Cinque anni fa cominciammo a leggere, nel vostro seminario al Collège de France, Hayek e von Mises[1]. Si disse allora: grazie ad una riflessione sul liberalismo, Foucault sta per fornirci un libro sulla politica. Il liberalismo sembrava anche una scappatoia per ritrovare l'individuo, al di là dei meccanismi del potere. Eravamo a conoscenza della vostra polemica con il soggetto fenomenologico. A quell'epoca si cominciava a parlare di un soggetto delle pratiche, e la rilettura del liberalismo era stata fatta in parte attorno a ciò. Non è un mistero per nessuno che più volte si sia detto: non c'è alcun soggetto nell'opera di Foucault. I soggetti sono sempre assoggettati, sono il punto di applicazione di tecniche, discipline normative, ma non sono mai dei soggetti sovrani.

Occorre fare una distinzione. In primo luogo, effettivamente penso che non ci sia un soggetto sovrano, fondatore, una forma universale di soggetto che si possa ritrovare ovunque. Sono molto scettico e del tutto ostile verso questa concezione del soggetto. Credo al contrario che il soggetto si costituisca attraverso delle pratiche di assoggettamento o, in modo più autonomo, attraverso delle pratiche di liberazione, di libertà, come nell'Antichità, a partire, ben inteso, da un certo numero di regole, stili, convenzioni che si possono ritrovare nel milieu culturale.

Tutto ciò ci conduce verso l'attualità politica. I tempi sono difficili: sul piano internazionale, c'è il ricatto di Yalta e lo scontro dei blocchi; all'interno, c'è lo spettro della crisi. Rispetto a tutto questo, sembra che tra la sinistra e la destra non ci sia niente più che una differenza di stile. Come determinarsi, allora, a fronte di questa realtà ed i suoi diktat, se essa sembra essere senza alternativa possibile?

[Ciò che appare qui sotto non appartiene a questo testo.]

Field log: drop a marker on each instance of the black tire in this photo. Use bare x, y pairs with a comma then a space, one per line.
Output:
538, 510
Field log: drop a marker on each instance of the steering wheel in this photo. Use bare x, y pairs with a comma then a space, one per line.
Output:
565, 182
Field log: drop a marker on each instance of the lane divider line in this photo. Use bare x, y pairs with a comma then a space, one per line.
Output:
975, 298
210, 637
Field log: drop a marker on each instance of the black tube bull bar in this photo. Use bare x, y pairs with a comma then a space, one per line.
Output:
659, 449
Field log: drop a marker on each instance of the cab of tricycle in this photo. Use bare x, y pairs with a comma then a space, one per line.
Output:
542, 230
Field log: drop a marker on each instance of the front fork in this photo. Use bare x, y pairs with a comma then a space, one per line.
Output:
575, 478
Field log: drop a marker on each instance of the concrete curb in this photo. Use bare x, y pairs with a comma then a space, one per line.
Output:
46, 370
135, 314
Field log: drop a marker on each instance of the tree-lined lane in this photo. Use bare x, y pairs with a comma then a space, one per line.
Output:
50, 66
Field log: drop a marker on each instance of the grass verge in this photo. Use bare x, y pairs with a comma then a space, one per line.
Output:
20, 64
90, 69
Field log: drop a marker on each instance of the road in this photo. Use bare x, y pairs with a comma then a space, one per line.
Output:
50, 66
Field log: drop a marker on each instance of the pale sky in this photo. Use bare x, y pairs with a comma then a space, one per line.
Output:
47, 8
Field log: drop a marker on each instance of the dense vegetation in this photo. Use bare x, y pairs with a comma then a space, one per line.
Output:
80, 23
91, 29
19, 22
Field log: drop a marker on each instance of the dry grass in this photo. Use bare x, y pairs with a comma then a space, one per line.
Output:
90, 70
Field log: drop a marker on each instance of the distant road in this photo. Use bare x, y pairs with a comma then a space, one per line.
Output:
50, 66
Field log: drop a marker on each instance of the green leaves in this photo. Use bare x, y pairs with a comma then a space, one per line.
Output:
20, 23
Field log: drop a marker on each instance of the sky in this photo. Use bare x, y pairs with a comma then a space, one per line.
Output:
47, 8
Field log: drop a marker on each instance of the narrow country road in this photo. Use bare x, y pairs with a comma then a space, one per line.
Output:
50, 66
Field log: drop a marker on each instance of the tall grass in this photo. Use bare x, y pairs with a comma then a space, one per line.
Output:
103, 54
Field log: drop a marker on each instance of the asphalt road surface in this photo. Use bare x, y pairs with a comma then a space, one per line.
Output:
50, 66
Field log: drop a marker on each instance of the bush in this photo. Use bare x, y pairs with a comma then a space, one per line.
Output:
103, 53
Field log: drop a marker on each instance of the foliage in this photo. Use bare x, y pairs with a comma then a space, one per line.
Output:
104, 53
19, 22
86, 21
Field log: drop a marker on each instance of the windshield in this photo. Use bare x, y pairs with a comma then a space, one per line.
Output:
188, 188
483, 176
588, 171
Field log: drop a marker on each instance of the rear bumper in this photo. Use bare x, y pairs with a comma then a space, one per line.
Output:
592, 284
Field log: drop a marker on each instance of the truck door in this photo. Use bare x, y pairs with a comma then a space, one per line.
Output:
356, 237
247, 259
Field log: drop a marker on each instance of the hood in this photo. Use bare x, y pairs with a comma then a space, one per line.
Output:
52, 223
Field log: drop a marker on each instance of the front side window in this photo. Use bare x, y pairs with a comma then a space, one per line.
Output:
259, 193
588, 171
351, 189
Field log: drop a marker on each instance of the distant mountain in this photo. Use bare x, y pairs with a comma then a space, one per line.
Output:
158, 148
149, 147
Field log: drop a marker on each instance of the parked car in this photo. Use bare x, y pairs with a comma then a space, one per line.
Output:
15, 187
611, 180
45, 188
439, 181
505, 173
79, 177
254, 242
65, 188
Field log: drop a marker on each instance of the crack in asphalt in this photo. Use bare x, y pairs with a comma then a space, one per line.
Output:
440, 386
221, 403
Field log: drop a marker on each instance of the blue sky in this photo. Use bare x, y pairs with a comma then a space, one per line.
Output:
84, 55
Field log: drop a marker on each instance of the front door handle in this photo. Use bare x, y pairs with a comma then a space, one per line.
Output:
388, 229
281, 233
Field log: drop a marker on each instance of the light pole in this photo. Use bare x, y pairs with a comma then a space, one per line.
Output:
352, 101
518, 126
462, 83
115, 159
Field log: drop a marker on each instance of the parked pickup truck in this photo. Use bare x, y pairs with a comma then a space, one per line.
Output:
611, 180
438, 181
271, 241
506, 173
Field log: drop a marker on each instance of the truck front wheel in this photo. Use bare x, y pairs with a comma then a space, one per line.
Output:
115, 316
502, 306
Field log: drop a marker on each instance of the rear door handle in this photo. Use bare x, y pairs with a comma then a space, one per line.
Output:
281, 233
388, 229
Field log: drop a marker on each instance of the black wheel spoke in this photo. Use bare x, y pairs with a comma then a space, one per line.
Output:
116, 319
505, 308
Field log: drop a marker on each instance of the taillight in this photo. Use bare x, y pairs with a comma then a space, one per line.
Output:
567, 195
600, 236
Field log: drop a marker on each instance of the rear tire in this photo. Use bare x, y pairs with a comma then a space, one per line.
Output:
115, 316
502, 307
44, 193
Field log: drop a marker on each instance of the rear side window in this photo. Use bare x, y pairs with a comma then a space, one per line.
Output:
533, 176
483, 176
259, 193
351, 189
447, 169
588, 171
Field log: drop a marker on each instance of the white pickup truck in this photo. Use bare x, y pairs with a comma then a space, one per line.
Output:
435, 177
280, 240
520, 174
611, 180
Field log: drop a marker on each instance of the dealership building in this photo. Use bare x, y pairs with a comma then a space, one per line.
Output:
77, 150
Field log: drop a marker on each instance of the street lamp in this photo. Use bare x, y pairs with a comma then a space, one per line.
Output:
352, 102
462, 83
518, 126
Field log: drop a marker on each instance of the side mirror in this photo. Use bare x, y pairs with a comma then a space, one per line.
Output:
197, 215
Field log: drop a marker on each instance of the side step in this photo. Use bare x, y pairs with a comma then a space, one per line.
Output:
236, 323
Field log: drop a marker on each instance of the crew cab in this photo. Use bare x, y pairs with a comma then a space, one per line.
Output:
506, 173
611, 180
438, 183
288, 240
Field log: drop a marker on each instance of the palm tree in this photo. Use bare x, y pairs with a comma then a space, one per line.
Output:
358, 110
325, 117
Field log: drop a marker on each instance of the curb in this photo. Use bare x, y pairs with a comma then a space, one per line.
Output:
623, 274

Mi sembra che questa domanda sia al tempo stesso giusta e un po' ristretta. Bisognerebbe scomporla in due ordini di questioni: in primo luogo, bisogna accettare o non accettare? Secondariamente, se non si accetta, che cosa si può fare? Alla prima domanda, si deve rispondere senza ambiguità: non bisogna accettare, né gli strascichi della guerra, né il prolungamento di una certa situazione strategica in Europa, né il fatto che metà dell'Europa sia asservita.
Successivamente si pone l'altra questione: "Che cosa si può fare contro un potere come quello dell'Unione sovietica, rispetto al nostro governo e ai popoli che, dai due lati della cortina di ferro, intendono mettere in questione la divisione che è stata imposta"? Rispetto all'Unione sovietica, non ci sono molte cose da fare, eccetto aiutare il più efficacemente possibile coloro che lottano sul posto. Quanto agli altri due bersagli, c'è molto da fare, c'è molta carne sul fuoco.

Non bisogna dunque assumere un atteggiamento per così dire hegeliano, che consiste nell'accettare la realtà per com'è e per come ce la si presenta. Resta un'ultima domanda: "Esiste una verità nella politica"?

Credo troppo alla verità per non supporre che ci siano diverse verità e diversi modi di dirla. Certo, non si può domandare ad un governo di dire la verità, tutta la verità, niente altro che la verità. Per contro, è possibile chiedere ai governanti una certa verità quanto ai progetti finali, alle scelte generali della loro tattica, a un certo numero di punti particolari del loro programma: è la parrhesia (la libera parola) del governato, che può, che deve interpellare il governo in nome del sapere, dell'esperienza che ha, del fatto che è un cittadino, su ciò che l'altro fa, sul senso della sua azione, sulle decisioni che ha preso.
Bisogna, tuttavia, evitare una trappola nella quale i governanti vogliono far cadere gli intellettuali, e nella quale questi cadono sovente: "Mettetevi al nostro posto e diteci cosa fareste". Non è una questione alla quale si deve rispondere. Prendere una decisione in una materia qualsiasi implica una conoscenza degli incartamenti che non ci è concessa, una analisi della situazione che non si ha la possibilità di fare. Questa è una trappola. Non di meno, in quanto governati si ha perfettamente il diritto di porre le questioni della verità:[2] "Che cos'è che fate quando siete ostili agli euromissili, o quando, al contrario, li sostenete, quando ristrutturate l'acciaio della Lorena, quando aprite la pratica dell'insegnamento libero"?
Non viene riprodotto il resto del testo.